Analysando todos os seus actos economicos e financeiros dos vinte annos passados, não podemos deixar de attribuir a sua posição anormal não sómente á sua administração dispendiosa, mas ainda ás exigencias exorbitantes dos seus pretendidos amigos, que o arrastam a programmas pomposos de obras publicas, de expedições coloniaes, etc.

Ora vemos hoje nos seus projectos de reconstituirão economica reapparecer as manobras antigas, que podem aniquilar definitivamente, as esperanças dos portadores de titulos da divida nacional, podendo chegar mesmo a comprometter a autonomia administrativa do paiz.

Com effeito o projecto de conversão da divida é absolutamente contrario ás negociações sanccionadas pela maioria dos portadores da divida publica, como breve demonstraremos em artigo especial.

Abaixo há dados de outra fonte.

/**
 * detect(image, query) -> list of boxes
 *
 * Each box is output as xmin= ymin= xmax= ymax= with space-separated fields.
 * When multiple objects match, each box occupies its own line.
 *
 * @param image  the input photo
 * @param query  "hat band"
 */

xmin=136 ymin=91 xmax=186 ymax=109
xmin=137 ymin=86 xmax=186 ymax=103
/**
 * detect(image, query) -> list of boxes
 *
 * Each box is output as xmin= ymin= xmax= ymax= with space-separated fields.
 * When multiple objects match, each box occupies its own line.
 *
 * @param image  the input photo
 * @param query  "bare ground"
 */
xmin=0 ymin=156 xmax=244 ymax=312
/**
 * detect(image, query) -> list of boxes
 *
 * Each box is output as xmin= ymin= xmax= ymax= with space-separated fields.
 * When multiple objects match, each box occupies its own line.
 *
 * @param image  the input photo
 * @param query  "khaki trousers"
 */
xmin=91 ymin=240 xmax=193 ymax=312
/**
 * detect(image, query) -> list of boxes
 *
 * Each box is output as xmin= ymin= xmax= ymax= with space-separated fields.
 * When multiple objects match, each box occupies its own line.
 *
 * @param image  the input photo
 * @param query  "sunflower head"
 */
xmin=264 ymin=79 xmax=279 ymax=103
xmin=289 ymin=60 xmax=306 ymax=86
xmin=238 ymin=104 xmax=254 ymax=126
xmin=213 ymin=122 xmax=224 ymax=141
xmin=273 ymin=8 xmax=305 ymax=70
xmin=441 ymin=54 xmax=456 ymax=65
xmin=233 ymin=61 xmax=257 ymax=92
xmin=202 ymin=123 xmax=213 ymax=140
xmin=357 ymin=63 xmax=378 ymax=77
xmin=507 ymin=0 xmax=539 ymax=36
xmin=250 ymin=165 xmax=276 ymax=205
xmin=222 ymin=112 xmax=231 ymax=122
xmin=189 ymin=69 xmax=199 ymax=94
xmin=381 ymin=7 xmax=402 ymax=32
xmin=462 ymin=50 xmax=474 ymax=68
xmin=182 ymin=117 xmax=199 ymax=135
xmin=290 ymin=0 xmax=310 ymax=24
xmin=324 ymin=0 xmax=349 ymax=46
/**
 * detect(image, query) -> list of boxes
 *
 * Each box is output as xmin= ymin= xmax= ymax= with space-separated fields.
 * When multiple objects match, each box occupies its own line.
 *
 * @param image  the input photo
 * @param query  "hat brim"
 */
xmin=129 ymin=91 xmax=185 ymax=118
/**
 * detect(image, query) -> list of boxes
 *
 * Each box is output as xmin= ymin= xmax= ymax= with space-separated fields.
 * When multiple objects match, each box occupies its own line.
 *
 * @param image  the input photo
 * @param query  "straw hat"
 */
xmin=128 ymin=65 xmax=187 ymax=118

Segundo as condições do arrendamento dos caminhos de ferro, as companhias rendeiras são obrigadas a construir varios ramaes de linhas ferreas; como estas construcções demandam capitães importantes, as companhias não os poderão obter senão com um emprestimo estrangeiro, e sendo certo que nenhum emprestimo estrangeiro poderá ser feito a Portugal sem que o governo tenha regularisado a situação dos portadores da divida externa, e evidente que nenhuma proposta, emanando de grupos serios, poderá ser submettida ao governo.

Se um syndicato pouco escrupuloso sobre o emprego de meios de illudir as clausulas do contrato se apresentar e obtiver a concessão, o governo mais tarde ver se-ha obrigado a rescindir o contrato e a pagar á companhia as suas reivindicações, como aconteceu em Lourenço Marques, etc., etc.

Pretendem que a companhia real dos caminhos de ferro portuguezes tem tenção de apresentar-se ao concurso; mas como é que a companhia real dos caminhos de ferro poderá fazer admittir o emprestimo nas bolsas estrangeiras, nas circumstancias criticas, que o seu credito atravessa?

No projecto de emprestimo baseado sobre modificações no contrato da companhia dos tabacos, o que é singular é que a companhia impõe as suas condições ao governo.

O monopolio da fabricação do assucar de beterraba tem o inconveniente de introduzir no paiz uma nova industria inutil que modificará muito as relações commerciaes de Portugal com as suas colonias e com o Brazil, aniquilará os esforços dos agricultores que querem augmentar a cultura do trigo para diminuir a exportação do oiro.

O que é mais grave é que a introducção d'esta industria em Portugal diminuirá de cerca 3:800 contos annuaes os rendimentos das alfandegas, quando os portadores da divida estão interessados nos excedentes a 1:200 contos no rendimentos das alfandegas.

Emquanto á reorganisação do banco de Portugal o governo pretende encarregar o banco, de todo o serviço do pagamento da divida externa, com poderes para estabelecer succursaes nas praças estrangeiras.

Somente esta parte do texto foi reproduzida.